Questa tecnica, tuttavia, mostrò presto i suoi limiti, perché i colori del quadro apparivano desaturati, quasi fossero velati di grigio. L’allievo di Seurat, Paul Signac, criticò questo metodo osservando che i colori complementari, se sono giustapposti su una zona sufficientemente ampia, si esaltano a vicenda per effetto di contrasto, se invece vengono fusi, anche otticamente, si spengono reciprocamente, neutralizzandosi. E Signac sviluppò allora la tecnica del divisionismo, dove le singole macchie di colore sono più grandi, così da non essere fuse dall’occhio e da poter creare invece effetti locali di contrasto cromatico tali da esaltare le tinte. D’altra parte il divisionismo rende meno nitidi i contorni delle forme che appaiono più statiche e schematiche a confronto di quelle dell’impressionismo.
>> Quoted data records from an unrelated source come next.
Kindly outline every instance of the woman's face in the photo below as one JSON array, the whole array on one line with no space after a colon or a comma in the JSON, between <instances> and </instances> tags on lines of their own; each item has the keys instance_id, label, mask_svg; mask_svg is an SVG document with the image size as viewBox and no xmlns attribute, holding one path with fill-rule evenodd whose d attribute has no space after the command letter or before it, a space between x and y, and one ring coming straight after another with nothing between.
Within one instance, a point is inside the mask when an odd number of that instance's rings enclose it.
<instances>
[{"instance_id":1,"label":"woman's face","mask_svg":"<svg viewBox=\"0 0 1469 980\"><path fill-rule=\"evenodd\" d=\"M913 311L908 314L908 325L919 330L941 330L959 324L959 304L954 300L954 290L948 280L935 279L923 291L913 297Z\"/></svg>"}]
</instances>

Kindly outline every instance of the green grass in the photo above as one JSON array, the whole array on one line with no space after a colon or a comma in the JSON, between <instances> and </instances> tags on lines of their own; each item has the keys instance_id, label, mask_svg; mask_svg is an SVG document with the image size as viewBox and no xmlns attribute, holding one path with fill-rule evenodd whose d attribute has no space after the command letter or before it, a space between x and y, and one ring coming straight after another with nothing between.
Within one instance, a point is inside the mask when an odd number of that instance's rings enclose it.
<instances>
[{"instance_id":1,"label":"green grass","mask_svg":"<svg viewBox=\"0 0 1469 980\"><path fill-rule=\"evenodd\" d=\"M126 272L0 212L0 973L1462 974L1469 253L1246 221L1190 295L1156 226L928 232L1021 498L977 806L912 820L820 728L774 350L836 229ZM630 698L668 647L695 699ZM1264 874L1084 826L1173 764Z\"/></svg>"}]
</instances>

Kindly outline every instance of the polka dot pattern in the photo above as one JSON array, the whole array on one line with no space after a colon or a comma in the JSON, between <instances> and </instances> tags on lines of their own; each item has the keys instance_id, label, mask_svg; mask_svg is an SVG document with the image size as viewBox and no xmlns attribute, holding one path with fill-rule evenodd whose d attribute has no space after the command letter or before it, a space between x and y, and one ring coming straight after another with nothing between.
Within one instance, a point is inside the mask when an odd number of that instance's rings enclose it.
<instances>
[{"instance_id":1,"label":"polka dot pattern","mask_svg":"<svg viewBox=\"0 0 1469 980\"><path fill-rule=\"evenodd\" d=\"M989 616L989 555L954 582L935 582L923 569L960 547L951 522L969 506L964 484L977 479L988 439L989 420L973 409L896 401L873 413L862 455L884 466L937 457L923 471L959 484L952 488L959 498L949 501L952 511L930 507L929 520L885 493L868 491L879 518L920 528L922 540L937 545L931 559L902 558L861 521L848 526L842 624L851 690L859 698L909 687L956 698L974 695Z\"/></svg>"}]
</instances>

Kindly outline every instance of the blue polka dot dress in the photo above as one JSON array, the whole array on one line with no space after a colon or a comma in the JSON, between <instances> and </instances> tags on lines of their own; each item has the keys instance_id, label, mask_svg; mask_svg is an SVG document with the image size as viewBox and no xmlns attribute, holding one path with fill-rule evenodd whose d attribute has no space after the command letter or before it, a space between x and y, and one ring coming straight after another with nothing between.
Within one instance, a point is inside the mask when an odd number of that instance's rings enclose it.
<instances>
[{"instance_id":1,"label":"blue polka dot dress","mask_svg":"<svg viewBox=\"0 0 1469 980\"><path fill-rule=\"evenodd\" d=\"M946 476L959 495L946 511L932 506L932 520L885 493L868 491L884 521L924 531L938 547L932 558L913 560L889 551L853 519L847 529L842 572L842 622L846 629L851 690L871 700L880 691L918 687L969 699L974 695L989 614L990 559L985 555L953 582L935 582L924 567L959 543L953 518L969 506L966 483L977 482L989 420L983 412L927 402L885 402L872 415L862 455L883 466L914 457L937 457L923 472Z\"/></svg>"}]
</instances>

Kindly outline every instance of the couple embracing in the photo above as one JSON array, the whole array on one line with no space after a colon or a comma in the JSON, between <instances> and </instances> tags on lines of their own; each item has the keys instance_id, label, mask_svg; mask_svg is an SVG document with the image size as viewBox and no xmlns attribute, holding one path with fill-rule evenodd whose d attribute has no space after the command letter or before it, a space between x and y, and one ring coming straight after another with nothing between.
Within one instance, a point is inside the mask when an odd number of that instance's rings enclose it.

La questione forma-colore, che ha a lungo interessato i pittori dal Rinascimento in poi, deriva dalla diversa capacità di trasmettere un messaggio sulla forma, e quindi sulla profondità e sulla distanza, da parte del contrasto tra chiaro e scuro rispetto al colore.
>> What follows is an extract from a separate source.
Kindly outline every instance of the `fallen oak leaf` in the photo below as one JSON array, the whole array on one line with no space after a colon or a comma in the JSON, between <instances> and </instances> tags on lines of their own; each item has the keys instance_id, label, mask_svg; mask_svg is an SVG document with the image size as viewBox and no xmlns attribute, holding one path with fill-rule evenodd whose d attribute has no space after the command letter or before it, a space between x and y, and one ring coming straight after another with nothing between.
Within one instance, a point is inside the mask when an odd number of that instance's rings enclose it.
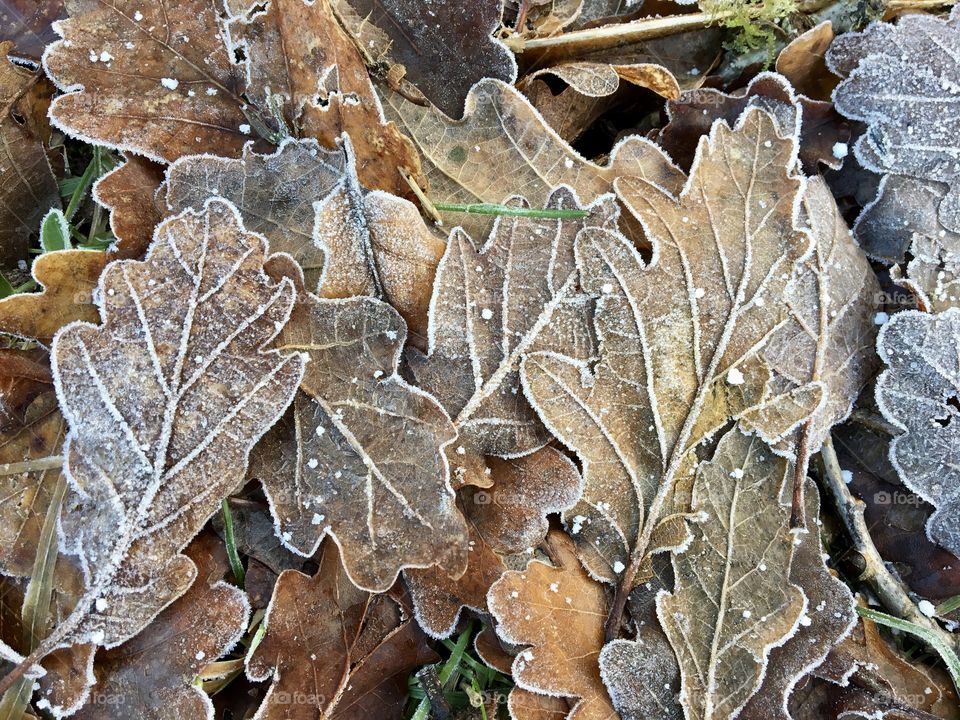
<instances>
[{"instance_id":1,"label":"fallen oak leaf","mask_svg":"<svg viewBox=\"0 0 960 720\"><path fill-rule=\"evenodd\" d=\"M733 428L697 469L693 540L674 554L657 615L680 664L688 718L734 718L757 691L773 648L796 632L807 598L791 582L794 538L780 504L787 462Z\"/></svg>"},{"instance_id":2,"label":"fallen oak leaf","mask_svg":"<svg viewBox=\"0 0 960 720\"><path fill-rule=\"evenodd\" d=\"M198 536L184 554L196 564L197 579L144 632L97 654L97 684L77 720L213 720L213 702L192 680L236 645L250 604L223 581L229 565L216 536Z\"/></svg>"},{"instance_id":3,"label":"fallen oak leaf","mask_svg":"<svg viewBox=\"0 0 960 720\"><path fill-rule=\"evenodd\" d=\"M621 80L652 90L668 100L680 97L677 78L670 70L656 63L566 62L527 75L524 84L542 75L553 75L586 97L613 95L620 88Z\"/></svg>"},{"instance_id":4,"label":"fallen oak leaf","mask_svg":"<svg viewBox=\"0 0 960 720\"><path fill-rule=\"evenodd\" d=\"M436 108L416 105L397 93L383 91L384 112L403 128L420 150L430 199L443 203L502 203L521 195L531 207L546 206L560 185L576 190L591 203L607 193L621 175L644 177L679 190L682 174L650 141L631 136L611 152L605 166L580 156L540 117L511 85L481 80L471 88L462 120L451 120ZM500 168L510 168L503 183ZM472 237L486 236L489 221L458 218Z\"/></svg>"},{"instance_id":5,"label":"fallen oak leaf","mask_svg":"<svg viewBox=\"0 0 960 720\"><path fill-rule=\"evenodd\" d=\"M927 536L960 556L960 487L952 460L960 427L960 309L897 313L880 330L877 352L887 364L877 380L877 404L905 431L891 441L890 461L903 483L937 508Z\"/></svg>"},{"instance_id":6,"label":"fallen oak leaf","mask_svg":"<svg viewBox=\"0 0 960 720\"><path fill-rule=\"evenodd\" d=\"M845 78L833 94L837 110L868 125L855 146L857 159L874 172L947 183L939 219L954 232L960 232L958 23L957 8L945 20L908 15L896 25L876 22L837 38L827 53L830 69Z\"/></svg>"},{"instance_id":7,"label":"fallen oak leaf","mask_svg":"<svg viewBox=\"0 0 960 720\"><path fill-rule=\"evenodd\" d=\"M827 68L827 49L833 42L833 23L816 25L791 40L777 55L776 70L813 100L829 101L839 80Z\"/></svg>"},{"instance_id":8,"label":"fallen oak leaf","mask_svg":"<svg viewBox=\"0 0 960 720\"><path fill-rule=\"evenodd\" d=\"M366 187L404 195L410 188L401 170L422 180L416 149L384 119L366 64L330 0L229 0L226 6L227 45L244 56L246 97L264 122L279 113L295 135L328 148L348 133Z\"/></svg>"},{"instance_id":9,"label":"fallen oak leaf","mask_svg":"<svg viewBox=\"0 0 960 720\"><path fill-rule=\"evenodd\" d=\"M517 79L513 53L493 37L499 0L427 4L419 0L333 0L338 19L376 63L403 68L403 79L450 117L483 78Z\"/></svg>"},{"instance_id":10,"label":"fallen oak leaf","mask_svg":"<svg viewBox=\"0 0 960 720\"><path fill-rule=\"evenodd\" d=\"M374 298L304 295L275 342L310 357L302 392L251 469L284 545L309 556L329 533L350 579L372 592L405 567L456 576L466 563L444 455L456 432L431 395L397 374L405 335L396 310Z\"/></svg>"},{"instance_id":11,"label":"fallen oak leaf","mask_svg":"<svg viewBox=\"0 0 960 720\"><path fill-rule=\"evenodd\" d=\"M50 208L60 207L57 180L47 159L49 83L14 65L12 42L0 42L0 265L16 267Z\"/></svg>"},{"instance_id":12,"label":"fallen oak leaf","mask_svg":"<svg viewBox=\"0 0 960 720\"><path fill-rule=\"evenodd\" d=\"M94 323L100 316L93 291L107 256L99 250L57 250L33 261L39 293L17 293L0 300L0 331L49 346L57 330L74 321Z\"/></svg>"},{"instance_id":13,"label":"fallen oak leaf","mask_svg":"<svg viewBox=\"0 0 960 720\"><path fill-rule=\"evenodd\" d=\"M139 260L146 253L153 229L163 219L156 197L162 182L161 165L127 153L123 165L94 184L93 197L110 211L110 229L117 239L107 251L111 260Z\"/></svg>"},{"instance_id":14,"label":"fallen oak leaf","mask_svg":"<svg viewBox=\"0 0 960 720\"><path fill-rule=\"evenodd\" d=\"M583 499L564 521L591 574L618 587L608 639L651 553L684 540L674 513L686 511L692 448L733 417L779 405L765 397L756 353L783 322L784 289L810 250L796 224L795 151L772 116L750 109L701 140L679 197L619 179L620 198L654 243L653 263L622 238L582 233L577 263L598 298L600 360L523 361L527 397L583 464ZM818 386L790 394L770 414L775 436L821 400Z\"/></svg>"},{"instance_id":15,"label":"fallen oak leaf","mask_svg":"<svg viewBox=\"0 0 960 720\"><path fill-rule=\"evenodd\" d=\"M63 0L4 0L4 37L13 41L14 55L39 60L44 46L56 40L53 21L63 17ZM3 53L6 55L6 53Z\"/></svg>"},{"instance_id":16,"label":"fallen oak leaf","mask_svg":"<svg viewBox=\"0 0 960 720\"><path fill-rule=\"evenodd\" d=\"M607 612L603 586L581 566L564 533L554 531L546 542L553 567L533 560L504 573L487 595L497 634L530 646L514 659L513 679L524 690L576 698L568 720L612 720L617 713L597 664Z\"/></svg>"},{"instance_id":17,"label":"fallen oak leaf","mask_svg":"<svg viewBox=\"0 0 960 720\"><path fill-rule=\"evenodd\" d=\"M67 0L62 40L43 66L64 94L53 123L74 137L172 162L198 150L237 155L247 141L243 72L218 31L214 0L175 12L137 0Z\"/></svg>"},{"instance_id":18,"label":"fallen oak leaf","mask_svg":"<svg viewBox=\"0 0 960 720\"><path fill-rule=\"evenodd\" d=\"M497 218L480 248L455 229L437 268L427 353L411 350L408 362L418 385L453 418L459 444L451 463L518 457L545 445L549 436L520 393L521 358L555 348L583 359L594 352L574 242L586 228L616 232L619 210L609 195L584 207L566 187L551 193L546 209L588 215ZM478 484L462 474L458 484Z\"/></svg>"},{"instance_id":19,"label":"fallen oak leaf","mask_svg":"<svg viewBox=\"0 0 960 720\"><path fill-rule=\"evenodd\" d=\"M144 262L108 267L103 325L58 333L55 387L71 428L62 549L86 587L0 691L57 647L119 645L193 582L180 549L242 482L303 372L299 354L262 350L295 294L265 275L266 252L236 208L211 199L161 225Z\"/></svg>"}]
</instances>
In molti pittori del Cinquecento e Seicento, tra cui Caravaggio e Rembrandt, vi è stata una prevalenza dell’uso del contrasto tra chiaro e scuro, rispetto al contrasto di solo colore. Bisogna arrivare all’impressionismo per ritrovare un ruolo prevalente del colore e del contrasto cromatico. Si veda, per es., il dipinto Londres, le Parlement. Trouée de soleil dans le brouillard (1904, conservato al Musée d’Orsay di Parigi) di Monet, dove prevale largamente il contrasto cromatico. E già Paul Cézanne, come ha scritto Matisse, aveva creato volumi solo di colore. Poi, con Matisse stesso e con i Fauves, si arrivò agli inizi del Novecento a un’esaltazione dei colori puri e alla definizione delle forme soltanto mediante questi. Il colore diventa un messaggio di per sé, così che eliminarlo dai quadri dei pittori di questo movimento significa impoverirne sostanzialmente il messaggio nonché la ricchezza estetica. Matisse dipinse la prima versione della sua Danse (1909, ora conservato a New York nel Museum of Modern Art) con tre soli colori, e la descrive così: «Per il cielo un bel blu, il più blu dei blu […], e lo stesso vale per il verde della terra, per il vermiglione vibrante dei corpi» (cit. in G.C. Argan, L’arte moderna 1770/1970, 1970, p. 314).
Successivamente, con l’avvento della pittura astratta, scomparve la rappresentazione della forma come tale, e il contenuto del quadro poté essere rappresentato dal solo colore. Così è in Vasilij V. Kandinskij e in altri pittori più recenti, per es. Mark Rothko. Per quest’ultimo il colore assume un significato simbolico e i suoi quadri possono essere fatti di solo colore; Kandinskij, in Über das Geistige in der Kunst (1912; trad. it. 1940), sottolinea gli aspetti psicologici del colore. Tuttavia, il motivo perché il messaggio dato dal colore sia psicologicamente così importante è per ora impossibile spiegarlo dal punto di vista delle scienze della visione. Ha scritto Matisse: «Il colore contribuisce a esprimere la luce, non in quanto fenomeno fisico, ma la sola luce che effettivamente esiste, quella del cervello dell’artista» (Écrits et propos sur l’art, 1972; trad. it. 2003, p. 156).